Other than making sure there won’t be duplicates in the first place, another option is checking if filesizes match, but that doesn’t necesseraly mean they are duplicates.
Filenames are done like so;
Qt_2012-03-15_23_00.tgz
Qt_2012-03-16_00_00.tgz
So maybe it would be an option to check if files have identical filesizes consequently (if that’s the right word for it.)
Pseudo code:
int previoussize = 0;
String previouspath = null;
String Filename = null;
String workDir = "/path/to/workDir ";
String processedDir = "/path/to/processedDir ";
//Loop over all files
for file in workDir
{
//Match
if(file.size() == previoussize)
{
if(previouspath!=null) //skip first loop
{
rm previouspath; //Delete file
}
}
else //No Match
{
/*If there's no match, we can move the previous file
to another directory so it doesn't get checked again*/
if(previouspath!=null) //skip first loop
{
mv previouspath processedDir/Filename;
}
}
previoussize = file.size();
previouspath = file.path();
Filename = file.name();
}
Example:
Qt_2012-03-15_23_00.tgz 10KB
Qt_2012-03-16_00_00.tgz 10KB
Qt_2012-03-16_01_00.tgz 10KB
Qt_2012-03-16_02_00.tgz 15KB
Qt_2012-03-16_03_00.tgz 10KB
Qt_2012-03-16_04_00.tgz 10KB
If I’m correct this would only delete the first 2 and the second to last one. The third and the fourth should be moved to the processedDir.

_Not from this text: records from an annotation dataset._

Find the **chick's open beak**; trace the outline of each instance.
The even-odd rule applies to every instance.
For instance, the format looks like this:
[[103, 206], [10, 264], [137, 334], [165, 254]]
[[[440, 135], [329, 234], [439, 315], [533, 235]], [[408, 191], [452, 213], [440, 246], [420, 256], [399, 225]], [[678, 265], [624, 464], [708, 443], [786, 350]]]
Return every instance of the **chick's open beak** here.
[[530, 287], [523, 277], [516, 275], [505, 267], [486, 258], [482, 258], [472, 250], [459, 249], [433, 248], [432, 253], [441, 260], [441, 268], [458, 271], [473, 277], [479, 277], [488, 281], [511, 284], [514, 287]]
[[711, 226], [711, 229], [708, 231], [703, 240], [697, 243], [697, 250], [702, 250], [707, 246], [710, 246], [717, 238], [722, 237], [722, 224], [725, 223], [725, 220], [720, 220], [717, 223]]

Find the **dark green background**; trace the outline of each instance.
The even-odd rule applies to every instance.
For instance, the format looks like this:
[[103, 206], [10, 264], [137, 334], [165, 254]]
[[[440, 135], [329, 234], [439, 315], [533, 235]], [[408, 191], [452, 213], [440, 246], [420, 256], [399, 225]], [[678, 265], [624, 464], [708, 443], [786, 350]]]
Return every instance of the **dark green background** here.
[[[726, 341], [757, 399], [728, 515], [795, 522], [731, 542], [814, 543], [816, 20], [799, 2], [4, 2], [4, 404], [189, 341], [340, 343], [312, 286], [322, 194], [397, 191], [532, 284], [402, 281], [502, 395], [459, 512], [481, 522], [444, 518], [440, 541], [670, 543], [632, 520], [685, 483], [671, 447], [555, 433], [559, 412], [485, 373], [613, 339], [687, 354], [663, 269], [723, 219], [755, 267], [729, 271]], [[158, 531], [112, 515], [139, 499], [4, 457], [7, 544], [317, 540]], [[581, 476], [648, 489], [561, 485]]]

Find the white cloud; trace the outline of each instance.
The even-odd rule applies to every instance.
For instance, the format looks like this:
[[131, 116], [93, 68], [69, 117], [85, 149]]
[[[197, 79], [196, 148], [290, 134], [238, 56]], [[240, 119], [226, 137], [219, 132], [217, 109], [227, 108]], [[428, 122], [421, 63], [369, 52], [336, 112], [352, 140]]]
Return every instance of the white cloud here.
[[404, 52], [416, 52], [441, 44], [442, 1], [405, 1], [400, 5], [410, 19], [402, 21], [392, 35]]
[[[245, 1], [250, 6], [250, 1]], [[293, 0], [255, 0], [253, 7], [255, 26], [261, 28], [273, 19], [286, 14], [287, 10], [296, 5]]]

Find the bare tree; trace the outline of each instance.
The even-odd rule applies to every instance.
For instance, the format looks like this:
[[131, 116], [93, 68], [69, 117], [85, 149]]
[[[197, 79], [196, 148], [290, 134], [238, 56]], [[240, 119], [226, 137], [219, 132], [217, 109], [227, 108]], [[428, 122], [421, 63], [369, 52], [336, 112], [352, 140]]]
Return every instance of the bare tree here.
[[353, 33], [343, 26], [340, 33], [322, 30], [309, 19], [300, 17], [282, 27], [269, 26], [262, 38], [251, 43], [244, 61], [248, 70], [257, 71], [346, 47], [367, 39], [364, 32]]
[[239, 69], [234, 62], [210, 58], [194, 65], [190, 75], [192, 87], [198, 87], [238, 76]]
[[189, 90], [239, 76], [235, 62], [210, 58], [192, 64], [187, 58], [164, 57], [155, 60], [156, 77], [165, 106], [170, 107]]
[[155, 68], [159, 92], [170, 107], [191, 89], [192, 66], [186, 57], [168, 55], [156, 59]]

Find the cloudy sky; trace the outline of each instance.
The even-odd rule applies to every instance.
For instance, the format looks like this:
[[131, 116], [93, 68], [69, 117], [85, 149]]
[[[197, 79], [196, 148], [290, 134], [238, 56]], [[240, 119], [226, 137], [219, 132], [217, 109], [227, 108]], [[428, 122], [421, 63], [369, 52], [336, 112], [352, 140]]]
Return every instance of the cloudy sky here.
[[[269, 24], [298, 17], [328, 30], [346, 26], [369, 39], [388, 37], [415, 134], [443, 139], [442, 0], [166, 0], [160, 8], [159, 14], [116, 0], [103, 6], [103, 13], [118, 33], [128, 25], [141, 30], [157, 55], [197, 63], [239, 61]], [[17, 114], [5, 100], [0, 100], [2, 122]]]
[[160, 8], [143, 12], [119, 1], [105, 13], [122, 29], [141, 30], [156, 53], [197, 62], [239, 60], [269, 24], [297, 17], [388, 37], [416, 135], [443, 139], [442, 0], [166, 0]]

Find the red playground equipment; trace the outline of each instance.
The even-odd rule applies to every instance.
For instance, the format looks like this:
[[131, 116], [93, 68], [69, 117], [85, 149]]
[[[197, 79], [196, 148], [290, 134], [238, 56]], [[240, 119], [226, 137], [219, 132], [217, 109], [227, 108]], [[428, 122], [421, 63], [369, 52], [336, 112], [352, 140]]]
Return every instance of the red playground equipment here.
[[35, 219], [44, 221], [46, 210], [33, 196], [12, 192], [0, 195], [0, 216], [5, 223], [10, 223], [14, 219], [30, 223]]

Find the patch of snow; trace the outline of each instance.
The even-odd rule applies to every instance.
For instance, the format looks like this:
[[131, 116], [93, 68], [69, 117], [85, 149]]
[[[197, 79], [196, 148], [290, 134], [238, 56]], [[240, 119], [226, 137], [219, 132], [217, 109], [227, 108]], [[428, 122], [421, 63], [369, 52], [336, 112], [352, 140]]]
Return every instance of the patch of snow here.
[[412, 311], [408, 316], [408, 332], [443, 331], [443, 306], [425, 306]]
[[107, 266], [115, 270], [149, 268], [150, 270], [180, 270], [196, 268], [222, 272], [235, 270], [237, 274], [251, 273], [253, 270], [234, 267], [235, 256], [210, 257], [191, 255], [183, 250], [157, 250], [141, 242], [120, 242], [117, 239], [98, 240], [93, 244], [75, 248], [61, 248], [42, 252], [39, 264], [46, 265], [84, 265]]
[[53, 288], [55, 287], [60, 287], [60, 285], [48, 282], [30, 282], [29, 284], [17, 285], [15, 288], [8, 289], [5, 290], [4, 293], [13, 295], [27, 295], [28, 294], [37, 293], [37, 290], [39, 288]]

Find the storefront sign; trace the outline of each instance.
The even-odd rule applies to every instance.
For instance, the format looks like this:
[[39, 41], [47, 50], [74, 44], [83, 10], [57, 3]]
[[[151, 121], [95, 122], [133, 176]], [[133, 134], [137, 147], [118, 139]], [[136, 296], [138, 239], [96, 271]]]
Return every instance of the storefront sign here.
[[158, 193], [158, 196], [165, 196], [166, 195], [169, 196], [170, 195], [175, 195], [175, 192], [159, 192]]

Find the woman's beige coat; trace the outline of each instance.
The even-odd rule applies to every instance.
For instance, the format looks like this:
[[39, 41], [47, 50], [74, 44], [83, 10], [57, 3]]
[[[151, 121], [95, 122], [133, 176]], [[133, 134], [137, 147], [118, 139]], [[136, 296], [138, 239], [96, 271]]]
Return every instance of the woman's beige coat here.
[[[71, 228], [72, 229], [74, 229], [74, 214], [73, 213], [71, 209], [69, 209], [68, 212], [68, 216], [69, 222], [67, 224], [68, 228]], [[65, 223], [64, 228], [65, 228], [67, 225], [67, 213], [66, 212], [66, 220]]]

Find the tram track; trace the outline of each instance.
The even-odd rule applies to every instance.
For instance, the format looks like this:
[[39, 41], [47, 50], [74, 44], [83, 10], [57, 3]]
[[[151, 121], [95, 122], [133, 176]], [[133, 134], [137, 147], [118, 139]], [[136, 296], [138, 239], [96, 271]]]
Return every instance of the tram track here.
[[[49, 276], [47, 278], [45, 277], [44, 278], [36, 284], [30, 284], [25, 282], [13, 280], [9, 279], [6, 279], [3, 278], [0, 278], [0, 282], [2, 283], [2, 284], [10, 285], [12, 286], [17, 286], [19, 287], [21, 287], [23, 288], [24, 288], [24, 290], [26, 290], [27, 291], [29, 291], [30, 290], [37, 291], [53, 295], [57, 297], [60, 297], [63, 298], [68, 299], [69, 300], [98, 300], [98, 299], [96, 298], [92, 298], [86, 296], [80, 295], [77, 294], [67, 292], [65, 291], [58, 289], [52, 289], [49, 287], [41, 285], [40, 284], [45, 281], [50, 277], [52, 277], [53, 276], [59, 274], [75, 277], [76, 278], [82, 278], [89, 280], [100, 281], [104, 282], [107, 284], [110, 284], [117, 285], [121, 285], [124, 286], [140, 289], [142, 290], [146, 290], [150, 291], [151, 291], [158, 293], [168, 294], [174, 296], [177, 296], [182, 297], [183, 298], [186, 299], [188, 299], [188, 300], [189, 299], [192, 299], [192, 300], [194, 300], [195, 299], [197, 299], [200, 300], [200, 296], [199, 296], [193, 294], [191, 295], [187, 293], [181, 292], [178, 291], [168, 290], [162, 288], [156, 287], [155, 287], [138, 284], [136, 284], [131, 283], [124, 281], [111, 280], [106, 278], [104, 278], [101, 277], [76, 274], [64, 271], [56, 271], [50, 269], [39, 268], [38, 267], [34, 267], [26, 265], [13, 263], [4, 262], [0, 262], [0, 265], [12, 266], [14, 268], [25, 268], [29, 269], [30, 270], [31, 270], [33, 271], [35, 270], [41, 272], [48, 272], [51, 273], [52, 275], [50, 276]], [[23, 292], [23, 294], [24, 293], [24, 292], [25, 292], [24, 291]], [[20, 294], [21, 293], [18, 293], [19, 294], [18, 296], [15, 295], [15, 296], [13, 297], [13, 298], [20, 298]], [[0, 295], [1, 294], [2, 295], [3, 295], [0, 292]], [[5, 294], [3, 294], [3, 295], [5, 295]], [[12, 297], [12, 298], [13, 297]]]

So I guess I have 2 questions:
-
Would my pseudo code work the way I intend it to? (I find these things rather confusing.)
-
Is there a better/simpler/faster way? Because even though the chance of accidentally deleting non-identicals like that is very small, it’s still a chance.
I can think of a couple of alternatives:
Deploy a version control system such as Git, Subversion, etc, and write a script that periodically checks in any changes. This will save a lot of space because only files that have actually changed get saved, and because changes to text files will be stored as diffs.
Use an incremental backup tool. This article lists a number of alternatives.
Normal practice is to put the version control system / backups on a different machine, but you don’t have to do that.